What's the Difference Between Azorean and Portuguese Cuisine?

The Azores are a region in Portugal, but their cuisine is unique

Azorean style fish
Classic Azorean style cod fish. Carlos-Pacheco/Flickr/CC BY 2.0

Azorean cuisine, native to the Azores Islands, is a rich, hearty, peasant-based style of cooking. Its flavors sing of seafood, spicy stews, sweet desserts, and rich dairy products, but most people assume that the foods of these islands are the same as Portugal’s—if they have even heard of the islands. While some of the dishes are even the same, Azorean and Portuguese cuisines are actually quite different.

Geography and Food

The Azores is an archipelago of nine islands of various sizes, all of which are geographically isolated, both from the mainland and from each other. They lie in the Atlantic Ocean approximately two-thirds of the way between the United States and the coast of mainland Portugal. This is one of the main reasons that the food of the Azores is so little known—it isn’t easy to get to them and, in fact, it isn’t even that easy to get from one to the other! Even today, people who live on one of the islands are more likely to have been to the mainland or traveled to other parts of the world than to the other islands in their archipelago.
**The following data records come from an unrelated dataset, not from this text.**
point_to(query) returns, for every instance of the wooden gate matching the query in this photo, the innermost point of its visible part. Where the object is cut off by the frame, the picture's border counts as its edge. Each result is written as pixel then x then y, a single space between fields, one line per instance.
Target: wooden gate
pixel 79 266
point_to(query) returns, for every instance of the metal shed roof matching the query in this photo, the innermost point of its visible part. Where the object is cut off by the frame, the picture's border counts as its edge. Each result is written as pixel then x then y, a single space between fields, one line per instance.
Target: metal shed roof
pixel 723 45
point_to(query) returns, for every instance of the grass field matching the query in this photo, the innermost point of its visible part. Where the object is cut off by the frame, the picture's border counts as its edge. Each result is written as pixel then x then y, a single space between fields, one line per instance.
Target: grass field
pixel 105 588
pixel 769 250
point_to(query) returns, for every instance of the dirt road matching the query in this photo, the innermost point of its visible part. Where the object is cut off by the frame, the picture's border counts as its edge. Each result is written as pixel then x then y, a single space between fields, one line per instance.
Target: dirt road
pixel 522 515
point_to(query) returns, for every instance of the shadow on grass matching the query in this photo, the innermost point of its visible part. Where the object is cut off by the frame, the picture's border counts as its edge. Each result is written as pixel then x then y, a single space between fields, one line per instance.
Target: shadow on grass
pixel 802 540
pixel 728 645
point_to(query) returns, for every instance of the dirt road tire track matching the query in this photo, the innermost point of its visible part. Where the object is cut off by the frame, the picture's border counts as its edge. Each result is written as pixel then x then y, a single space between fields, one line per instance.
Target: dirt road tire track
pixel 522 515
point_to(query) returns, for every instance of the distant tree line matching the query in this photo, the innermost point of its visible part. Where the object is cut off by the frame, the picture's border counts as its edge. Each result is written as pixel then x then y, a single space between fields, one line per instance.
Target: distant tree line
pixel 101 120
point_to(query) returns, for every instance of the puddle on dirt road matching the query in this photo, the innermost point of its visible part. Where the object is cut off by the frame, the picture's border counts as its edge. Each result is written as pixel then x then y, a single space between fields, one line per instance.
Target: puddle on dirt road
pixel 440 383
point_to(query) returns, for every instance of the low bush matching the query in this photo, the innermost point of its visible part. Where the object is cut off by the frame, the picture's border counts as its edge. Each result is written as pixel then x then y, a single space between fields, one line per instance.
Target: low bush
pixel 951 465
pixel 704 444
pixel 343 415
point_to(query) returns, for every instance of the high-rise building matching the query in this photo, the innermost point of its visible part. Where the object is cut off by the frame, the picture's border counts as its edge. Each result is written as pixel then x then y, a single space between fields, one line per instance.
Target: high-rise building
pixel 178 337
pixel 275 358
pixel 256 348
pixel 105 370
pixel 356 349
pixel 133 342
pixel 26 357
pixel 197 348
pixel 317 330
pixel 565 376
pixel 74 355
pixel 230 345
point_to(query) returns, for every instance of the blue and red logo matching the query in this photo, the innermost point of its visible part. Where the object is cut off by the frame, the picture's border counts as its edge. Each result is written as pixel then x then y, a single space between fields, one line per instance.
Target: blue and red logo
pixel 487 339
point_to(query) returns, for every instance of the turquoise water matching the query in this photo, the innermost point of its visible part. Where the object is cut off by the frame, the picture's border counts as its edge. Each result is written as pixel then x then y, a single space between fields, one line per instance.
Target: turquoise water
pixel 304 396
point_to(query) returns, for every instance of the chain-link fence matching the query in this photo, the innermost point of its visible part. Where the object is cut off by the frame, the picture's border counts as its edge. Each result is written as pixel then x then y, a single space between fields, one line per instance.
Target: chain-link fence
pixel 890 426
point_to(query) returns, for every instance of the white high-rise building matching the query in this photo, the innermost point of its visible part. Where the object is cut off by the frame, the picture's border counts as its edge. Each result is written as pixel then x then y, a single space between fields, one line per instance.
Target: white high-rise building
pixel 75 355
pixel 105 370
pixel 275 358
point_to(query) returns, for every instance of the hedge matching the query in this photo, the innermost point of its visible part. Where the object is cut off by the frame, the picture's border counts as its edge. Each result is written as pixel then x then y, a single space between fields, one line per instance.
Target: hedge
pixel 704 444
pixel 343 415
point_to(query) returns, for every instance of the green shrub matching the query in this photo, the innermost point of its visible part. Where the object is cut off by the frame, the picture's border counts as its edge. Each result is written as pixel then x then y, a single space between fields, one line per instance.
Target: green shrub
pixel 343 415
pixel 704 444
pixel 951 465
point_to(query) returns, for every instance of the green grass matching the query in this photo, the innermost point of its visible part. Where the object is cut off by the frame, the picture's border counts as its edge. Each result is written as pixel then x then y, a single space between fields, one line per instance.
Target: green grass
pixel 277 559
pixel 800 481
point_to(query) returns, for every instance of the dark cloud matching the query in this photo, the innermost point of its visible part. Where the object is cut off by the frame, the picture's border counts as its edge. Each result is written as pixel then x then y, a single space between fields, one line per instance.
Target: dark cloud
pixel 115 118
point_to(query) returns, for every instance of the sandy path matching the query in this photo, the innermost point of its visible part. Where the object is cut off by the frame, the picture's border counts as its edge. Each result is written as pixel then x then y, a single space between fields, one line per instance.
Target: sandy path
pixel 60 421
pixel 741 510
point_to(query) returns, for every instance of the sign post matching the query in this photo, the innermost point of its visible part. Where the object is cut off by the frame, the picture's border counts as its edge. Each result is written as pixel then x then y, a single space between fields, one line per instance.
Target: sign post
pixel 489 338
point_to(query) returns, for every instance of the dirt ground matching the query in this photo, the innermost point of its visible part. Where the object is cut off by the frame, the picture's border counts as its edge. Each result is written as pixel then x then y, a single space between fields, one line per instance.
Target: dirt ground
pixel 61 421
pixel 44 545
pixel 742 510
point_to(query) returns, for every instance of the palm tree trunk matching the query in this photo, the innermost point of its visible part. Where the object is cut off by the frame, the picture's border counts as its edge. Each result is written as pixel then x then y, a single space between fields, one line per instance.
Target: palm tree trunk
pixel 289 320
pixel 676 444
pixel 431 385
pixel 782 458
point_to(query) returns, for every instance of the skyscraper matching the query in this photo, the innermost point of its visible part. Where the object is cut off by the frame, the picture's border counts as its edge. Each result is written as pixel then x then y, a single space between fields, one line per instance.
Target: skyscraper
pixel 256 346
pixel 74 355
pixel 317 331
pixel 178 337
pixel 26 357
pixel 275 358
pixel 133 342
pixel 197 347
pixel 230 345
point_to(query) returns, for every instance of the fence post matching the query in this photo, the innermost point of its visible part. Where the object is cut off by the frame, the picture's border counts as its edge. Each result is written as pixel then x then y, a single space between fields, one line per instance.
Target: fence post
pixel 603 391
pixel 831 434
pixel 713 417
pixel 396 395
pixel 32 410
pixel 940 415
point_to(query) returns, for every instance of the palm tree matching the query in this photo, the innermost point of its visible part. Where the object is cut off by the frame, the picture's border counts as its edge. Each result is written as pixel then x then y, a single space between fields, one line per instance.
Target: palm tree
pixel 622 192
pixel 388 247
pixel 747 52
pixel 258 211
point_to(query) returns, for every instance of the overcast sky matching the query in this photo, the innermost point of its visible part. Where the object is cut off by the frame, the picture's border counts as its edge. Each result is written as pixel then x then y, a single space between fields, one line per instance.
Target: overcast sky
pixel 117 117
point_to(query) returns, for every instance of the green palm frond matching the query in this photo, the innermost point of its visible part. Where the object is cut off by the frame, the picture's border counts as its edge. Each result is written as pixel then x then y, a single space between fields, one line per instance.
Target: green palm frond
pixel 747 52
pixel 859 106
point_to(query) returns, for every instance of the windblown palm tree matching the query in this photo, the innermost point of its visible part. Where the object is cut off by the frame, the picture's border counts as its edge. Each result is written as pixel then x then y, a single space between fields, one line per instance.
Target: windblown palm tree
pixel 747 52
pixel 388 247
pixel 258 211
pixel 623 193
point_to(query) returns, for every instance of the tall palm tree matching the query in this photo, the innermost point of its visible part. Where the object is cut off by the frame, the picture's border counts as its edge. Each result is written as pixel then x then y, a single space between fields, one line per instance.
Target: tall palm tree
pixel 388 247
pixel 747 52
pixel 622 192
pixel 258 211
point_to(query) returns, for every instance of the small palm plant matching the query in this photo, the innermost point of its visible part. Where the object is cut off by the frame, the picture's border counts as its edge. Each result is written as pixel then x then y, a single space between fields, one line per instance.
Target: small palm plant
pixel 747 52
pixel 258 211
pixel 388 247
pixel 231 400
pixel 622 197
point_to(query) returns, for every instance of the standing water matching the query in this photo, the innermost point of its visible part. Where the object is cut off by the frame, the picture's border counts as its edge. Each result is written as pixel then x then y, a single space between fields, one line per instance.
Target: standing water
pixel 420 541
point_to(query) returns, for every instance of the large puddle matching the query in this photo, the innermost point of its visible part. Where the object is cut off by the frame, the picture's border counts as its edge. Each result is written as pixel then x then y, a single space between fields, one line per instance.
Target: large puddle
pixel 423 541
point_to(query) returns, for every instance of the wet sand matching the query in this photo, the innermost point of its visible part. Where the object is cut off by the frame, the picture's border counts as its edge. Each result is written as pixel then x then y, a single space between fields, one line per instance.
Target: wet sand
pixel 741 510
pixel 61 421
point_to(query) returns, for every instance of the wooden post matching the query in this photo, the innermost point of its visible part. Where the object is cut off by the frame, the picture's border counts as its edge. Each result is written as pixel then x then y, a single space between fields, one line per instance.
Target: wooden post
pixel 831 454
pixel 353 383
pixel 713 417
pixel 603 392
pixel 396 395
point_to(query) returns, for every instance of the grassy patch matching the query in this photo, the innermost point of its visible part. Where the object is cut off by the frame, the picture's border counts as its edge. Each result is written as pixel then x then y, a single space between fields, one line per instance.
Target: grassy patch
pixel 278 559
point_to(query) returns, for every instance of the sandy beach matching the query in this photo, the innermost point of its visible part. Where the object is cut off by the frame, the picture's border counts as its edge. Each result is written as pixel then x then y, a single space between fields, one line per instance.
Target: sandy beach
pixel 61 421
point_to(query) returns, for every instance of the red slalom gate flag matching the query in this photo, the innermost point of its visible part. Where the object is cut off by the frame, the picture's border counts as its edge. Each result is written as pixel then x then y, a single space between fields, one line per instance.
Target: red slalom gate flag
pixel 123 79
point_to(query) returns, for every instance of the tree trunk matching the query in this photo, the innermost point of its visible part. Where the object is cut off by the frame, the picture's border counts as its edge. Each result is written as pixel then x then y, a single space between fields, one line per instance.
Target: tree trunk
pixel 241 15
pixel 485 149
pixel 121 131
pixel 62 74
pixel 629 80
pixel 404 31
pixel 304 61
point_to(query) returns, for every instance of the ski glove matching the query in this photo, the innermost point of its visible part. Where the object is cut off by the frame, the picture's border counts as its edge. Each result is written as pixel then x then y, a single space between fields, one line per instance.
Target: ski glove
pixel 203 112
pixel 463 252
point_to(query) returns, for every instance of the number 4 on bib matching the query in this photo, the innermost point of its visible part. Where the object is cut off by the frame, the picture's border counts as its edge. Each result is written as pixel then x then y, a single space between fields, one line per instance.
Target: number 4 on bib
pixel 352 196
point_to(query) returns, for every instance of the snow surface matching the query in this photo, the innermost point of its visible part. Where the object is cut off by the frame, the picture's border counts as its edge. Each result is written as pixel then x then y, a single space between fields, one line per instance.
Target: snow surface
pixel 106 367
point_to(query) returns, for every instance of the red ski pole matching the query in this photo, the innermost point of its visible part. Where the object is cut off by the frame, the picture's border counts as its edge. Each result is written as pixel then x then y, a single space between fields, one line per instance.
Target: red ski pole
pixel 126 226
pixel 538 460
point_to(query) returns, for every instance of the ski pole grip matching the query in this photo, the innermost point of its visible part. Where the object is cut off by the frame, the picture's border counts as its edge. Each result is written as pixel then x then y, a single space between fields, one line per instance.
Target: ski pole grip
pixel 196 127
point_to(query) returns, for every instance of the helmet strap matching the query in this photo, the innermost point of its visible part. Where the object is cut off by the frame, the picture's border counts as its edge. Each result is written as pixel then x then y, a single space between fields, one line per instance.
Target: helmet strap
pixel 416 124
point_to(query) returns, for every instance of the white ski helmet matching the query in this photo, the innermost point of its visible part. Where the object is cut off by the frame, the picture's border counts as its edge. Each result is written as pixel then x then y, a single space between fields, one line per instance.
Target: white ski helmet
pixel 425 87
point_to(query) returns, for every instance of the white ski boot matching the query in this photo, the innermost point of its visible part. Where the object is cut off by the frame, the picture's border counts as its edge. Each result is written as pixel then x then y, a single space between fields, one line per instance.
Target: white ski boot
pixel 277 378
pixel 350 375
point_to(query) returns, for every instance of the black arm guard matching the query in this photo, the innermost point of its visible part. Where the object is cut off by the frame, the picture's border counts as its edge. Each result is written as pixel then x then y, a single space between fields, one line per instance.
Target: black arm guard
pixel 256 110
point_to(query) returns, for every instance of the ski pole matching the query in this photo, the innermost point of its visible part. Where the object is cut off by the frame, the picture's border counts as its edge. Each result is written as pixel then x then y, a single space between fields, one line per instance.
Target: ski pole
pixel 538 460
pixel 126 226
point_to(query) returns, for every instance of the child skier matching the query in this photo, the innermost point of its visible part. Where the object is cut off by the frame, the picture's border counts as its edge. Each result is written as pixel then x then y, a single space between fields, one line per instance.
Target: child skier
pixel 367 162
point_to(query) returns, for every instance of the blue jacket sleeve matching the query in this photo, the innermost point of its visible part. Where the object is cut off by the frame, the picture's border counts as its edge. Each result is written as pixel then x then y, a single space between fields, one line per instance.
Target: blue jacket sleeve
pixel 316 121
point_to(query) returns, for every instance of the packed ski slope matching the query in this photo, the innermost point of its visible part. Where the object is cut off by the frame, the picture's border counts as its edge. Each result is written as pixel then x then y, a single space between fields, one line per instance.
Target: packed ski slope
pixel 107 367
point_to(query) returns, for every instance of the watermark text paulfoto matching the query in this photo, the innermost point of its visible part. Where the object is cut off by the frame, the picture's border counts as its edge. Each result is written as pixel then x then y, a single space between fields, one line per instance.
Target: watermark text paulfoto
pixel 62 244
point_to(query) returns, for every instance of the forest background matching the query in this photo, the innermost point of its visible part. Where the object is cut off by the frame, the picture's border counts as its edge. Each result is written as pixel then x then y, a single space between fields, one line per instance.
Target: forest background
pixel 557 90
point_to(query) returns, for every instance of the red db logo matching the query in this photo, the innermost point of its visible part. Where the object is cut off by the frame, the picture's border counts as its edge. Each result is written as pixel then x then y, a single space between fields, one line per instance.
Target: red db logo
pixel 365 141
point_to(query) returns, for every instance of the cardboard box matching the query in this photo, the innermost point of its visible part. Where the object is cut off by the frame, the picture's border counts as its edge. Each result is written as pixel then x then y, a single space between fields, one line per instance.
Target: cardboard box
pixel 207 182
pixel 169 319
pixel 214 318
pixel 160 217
Azorean vs. Portuguese Cuisine

As a general rule, Azorean cuisine tends to be much more country rustic than mainland Portugal’s. The food is much simpler than the complex flavors of Portuguese cuisine. Common food or dishes include:

  • Dairy: The Azores are famous for their rich dairy products. Cows tend to be used for milk rather than as meat (pork is the main meat used in cooking). At breakfast, you are likely to be served a small glass jar filled with local yogurt, bread spread with rich butter, and coffee with lots of steamed whole milk.
  • Cozida: A unique type of food that comes from the island of Såo Miguel, the biggest island. This is a sort of one-pot meal that is actually cooked by digging a hole in the ground near the famous caldeiras (hot geysers) of Furnas.
  • Alcatra: A popular Azorean dish that hails from the island of Terçeira. This pot roast-style dish can be made from pork, beef, or another animal and is slow-baked with tomatoes, onions, garlic, and a bit of clove.
  • Seafood: Seafood is prominent in both Portuguese and Aorean cuisine. Bacalhau (cod) and other fish figures heavily in the mix, but there is a heavier use of polvo (octopus), lamprey and limpets.
  • Ananas: Pineapples, or Ananas, are grown on the island of Såo Miguel and are exported heavily to mainland Portugal. It is frequently seen on the menu of Azorean restaurants for dessert and is the rare exception to the richly sweet dishes that characterize most of the Azorean repertoire of desserts.
  • Massa Sovada: Portuguese sweet bread, massa sovada, originated in the Azores and is a common part of Christmas and Easter for both Azoreans and mainland Portuguese. For Easter, it is often baked with hard-boiled eggs in the center of the loaf. Malasadas are round balls of dough that are deep-fried and rolled in granulated sugar, almost like a donut, that supposedly originated in the island of Såo Miguel.